INKING A LANDMARK DEAL: Chen Yunlin (right), President of the Association for Relations Across the Taiwan Straits, and Chiang Pin-kung, Chairman of the Straits Exchange Foundation, attends the signing ceremony of the Economic Cooperation Framework Agreement in Chongqing on June 29 (CFP) 

Chongqing, the southwestern municipality that served as China's capital during World War II, will be remembered again for hosting a landmark event in the Chinese history on June 29. On that day, Chen Yunlin, President of the mainland's Association for Relations Across the Taiwan Straits, and Chiang Pin-kung, Chairman of Taiwan's Straits Exchange Foundation, signed the long-awaited Economic Cooperation Framework Agreement (ECFA) in Chongqing, a move hailed by many as a milestone in cross-Straits relations.

Historic pact


PEOPLE TO PEOPLE LINKS: A 1,000-person delegation leaving from Guangxi Zhuang Autonomous Region boards an airplane for Taipei on July 1. It was the first mainland delegation to vi it Taiwan after the signing of the (ECFA LIN YANHUA) 

As a landmark event for the development of cross-Straits relations, the signing of the ECFA ushers in a new era for both sides of the Taiwan Straits and is favorable to the interests of the mainland, Taiwan and the international community. It will also have a profound bearing on peaceful development of cross-Straits relations, as well as prosperity and the stability of East Asia.

The historical impact and important influence of the ECFA are mainly as follow.

First, the free trade pact will facilitate Taiwan's recovery from the global financial crisis. The signing of the ECFA comes from the need that both sides have to respond to more integrated regional economic activities. As for Taiwan's economy, although the ECFA is no panacea, it could be an effective catalyst for improvement.
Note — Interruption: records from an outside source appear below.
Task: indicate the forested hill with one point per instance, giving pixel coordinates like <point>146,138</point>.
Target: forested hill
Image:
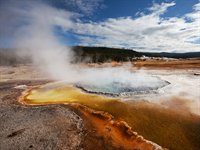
<point>102,54</point>
<point>95,54</point>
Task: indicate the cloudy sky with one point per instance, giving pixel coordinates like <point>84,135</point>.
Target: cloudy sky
<point>142,25</point>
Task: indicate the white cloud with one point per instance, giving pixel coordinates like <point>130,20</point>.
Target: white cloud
<point>148,32</point>
<point>85,6</point>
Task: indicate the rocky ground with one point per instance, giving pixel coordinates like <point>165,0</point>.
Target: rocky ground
<point>48,126</point>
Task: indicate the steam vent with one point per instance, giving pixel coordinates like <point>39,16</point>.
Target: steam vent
<point>99,74</point>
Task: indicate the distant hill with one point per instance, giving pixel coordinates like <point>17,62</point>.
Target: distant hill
<point>95,54</point>
<point>174,55</point>
<point>102,54</point>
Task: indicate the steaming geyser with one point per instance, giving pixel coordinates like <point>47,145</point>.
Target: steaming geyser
<point>118,88</point>
<point>120,82</point>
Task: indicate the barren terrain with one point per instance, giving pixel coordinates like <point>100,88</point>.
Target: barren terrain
<point>172,123</point>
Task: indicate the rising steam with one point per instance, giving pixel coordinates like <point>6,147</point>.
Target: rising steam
<point>36,37</point>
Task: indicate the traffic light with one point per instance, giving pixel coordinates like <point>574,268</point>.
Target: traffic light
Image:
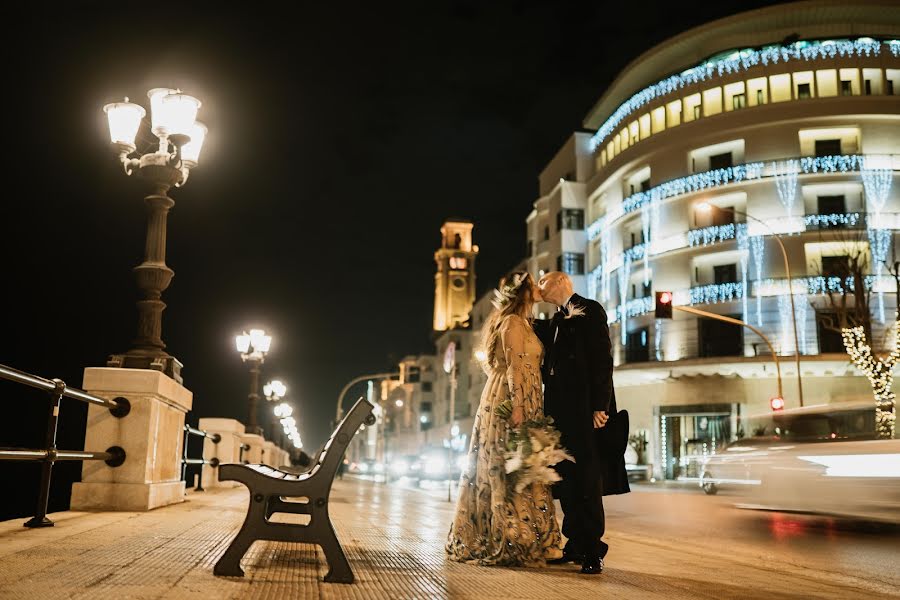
<point>663,305</point>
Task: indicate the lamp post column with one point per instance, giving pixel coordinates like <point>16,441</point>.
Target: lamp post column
<point>253,396</point>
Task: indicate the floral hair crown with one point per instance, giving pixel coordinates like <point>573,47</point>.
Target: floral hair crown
<point>507,292</point>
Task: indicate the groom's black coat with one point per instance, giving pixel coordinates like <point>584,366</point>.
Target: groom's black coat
<point>577,374</point>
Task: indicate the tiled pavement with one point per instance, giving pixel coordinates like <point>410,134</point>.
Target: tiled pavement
<point>394,541</point>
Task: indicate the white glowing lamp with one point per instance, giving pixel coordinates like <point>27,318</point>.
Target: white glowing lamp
<point>124,120</point>
<point>190,152</point>
<point>284,410</point>
<point>157,112</point>
<point>275,389</point>
<point>179,113</point>
<point>259,340</point>
<point>242,342</point>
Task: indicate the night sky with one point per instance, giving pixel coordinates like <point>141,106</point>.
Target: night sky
<point>341,136</point>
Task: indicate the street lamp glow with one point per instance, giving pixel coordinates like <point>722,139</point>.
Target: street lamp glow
<point>253,345</point>
<point>124,121</point>
<point>173,120</point>
<point>274,390</point>
<point>190,152</point>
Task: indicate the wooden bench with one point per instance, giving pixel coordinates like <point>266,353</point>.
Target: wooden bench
<point>308,491</point>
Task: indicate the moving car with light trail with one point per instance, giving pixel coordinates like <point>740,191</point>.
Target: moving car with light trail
<point>821,459</point>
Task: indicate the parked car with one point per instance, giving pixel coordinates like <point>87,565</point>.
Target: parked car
<point>821,459</point>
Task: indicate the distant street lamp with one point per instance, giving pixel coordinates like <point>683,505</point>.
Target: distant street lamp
<point>708,207</point>
<point>253,347</point>
<point>274,391</point>
<point>173,121</point>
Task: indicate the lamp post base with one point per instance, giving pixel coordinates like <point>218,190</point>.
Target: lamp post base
<point>168,365</point>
The ECFA can help Taiwan avoid being marginalized in the process of economic globalization and regional economic integration. After it comes into effect, Taiwan can take advantage of the fast growth of the mainland economy to facilitate its economic restructuring and boost the competitiveness of its economy. It can also improve Taiwan's investment environment so as to attract Taiwan's local companies, mainland companies and foreign companies to contribute to Taiwan's economy.


BLOODY ARGUMENT: Democratic Progressive Party legislator Kuo Wen-chen falls off the podium while scuffling with Kuomintang legislators at Taiwan's "Legislative Yuan" in Taipei on July 8, as a debate over how to review the ECFA disintegrated into a brawl (CNSPHOTO) 

An impact study on the ECFA by the Chung-hua Institution for Economic Research, which was commissioned by Taiwan's economic affairs authorities, indicates the implementation of the ECFA will give a strong boost to Taiwan's economy, driving up its GDP by 1.65 percent to 1.72 percent, its exports by 4.99 percent and its imports by 7.07 percent. According to the study, Taiwan will have inflow of new foreign direct investment totaling $8.9 billion over the next seven years. A new report by the U.S. think tank, the Peterson Institute for International Economics, says that Taiwan's GDP will grow by about 4.5 percent from the current level due to the effects of the ECFA.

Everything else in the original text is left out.